56-OR: A Long-Acting Glucose-Dependent Insulinotropic Polypeptide Receptor Agonist Shows Weight Loss without Nausea or Vomiting

The contributions of glucose-dependent insulinotropic polypeptide (GIP) to overall metabolic and weight effects of incretin therapies are unclear. Weight loss efficacy has been observed with glucagon-like peptide 1 (GLP-1) and GIP receptor agonist tirzepatide, but weight loss efficacy has also been observed with GLP-1 agonism mixed with GIP antagonism.

LY3537021 (LY), a selective, long-acting GIP receptor agonist, was tested in single [SAD, LY vs placebo (PBO)] and multiple ascending doses (MAD, LY vs PBO once weekly for 4 weeks) to evaluate safety, tolerability, pharmacokinetics (PK), and pharmacodynamics.

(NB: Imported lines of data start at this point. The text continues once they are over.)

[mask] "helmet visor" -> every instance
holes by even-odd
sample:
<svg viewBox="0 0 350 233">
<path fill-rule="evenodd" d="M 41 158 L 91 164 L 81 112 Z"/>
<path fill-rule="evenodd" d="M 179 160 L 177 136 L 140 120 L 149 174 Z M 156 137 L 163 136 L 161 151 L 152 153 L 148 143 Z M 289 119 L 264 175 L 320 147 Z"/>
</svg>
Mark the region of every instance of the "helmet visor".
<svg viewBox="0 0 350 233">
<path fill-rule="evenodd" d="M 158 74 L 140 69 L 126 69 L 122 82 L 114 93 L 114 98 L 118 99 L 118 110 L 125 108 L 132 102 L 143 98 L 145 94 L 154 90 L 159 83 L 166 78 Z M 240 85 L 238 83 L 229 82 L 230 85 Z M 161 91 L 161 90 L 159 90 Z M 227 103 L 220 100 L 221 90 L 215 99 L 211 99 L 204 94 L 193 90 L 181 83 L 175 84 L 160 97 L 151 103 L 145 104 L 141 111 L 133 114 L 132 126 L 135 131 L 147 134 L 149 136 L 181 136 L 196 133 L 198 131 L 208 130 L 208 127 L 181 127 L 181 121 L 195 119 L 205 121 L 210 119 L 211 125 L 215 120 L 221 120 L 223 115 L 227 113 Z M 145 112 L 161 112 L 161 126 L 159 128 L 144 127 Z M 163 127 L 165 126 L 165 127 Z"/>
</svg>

In SAD, healthy participants (N=39) had a mean age of 43.5 yrs and mean weight of 74.4 kg. People with T2D (N=6) had a mean age of 58.5 yrs and mean weight of 75.1 kg. Median Tmax was 12 to 84 hrs post dose and mean terminal T½ was approximately 11 to 14 days. PK in people with T2D appeared comparable to healthy participants. In MAD, healthy participants (N=18) had a mean age of 38.3 yrs and mean weight of 75.4 kg. People with T2D (N=18) had a mean age of 57.1 yrs and mean weight of 74.3 kg. In healthy MAD participants at day 57, numerically greater mean weight loss was reported in those who received LY (-1.1 to -2.2 kg) versus PBO (-0.4 kg). In people with T2D, numerically greater mean weight loss was reported for those receiving LY (-1.9 to -3.1 kg) versus PBO (-0.4 kg). LY did not result in gastric emptying delay. No serious adverse events or hypoglycemia occurred. Study participants had few mild gastrointestinal (GI) adverse events. Study findings included decreased appetite (LY: n=4, PBO: n=1), abdominal pain (LY: n=1, PBO: n=0) and diarrhea (LY: n=1, PBO: n=2). No nausea or vomiting was observed.

Repeated dosing of a long-acting GIP receptor agonist, once weekly for 4 weeks, induced weight loss without gastric emptying delay or nausea and vomiting. The results suggest that GIP agonism can contribute to weight loss effects seen with multi-agonist incretins such as tirzepatide.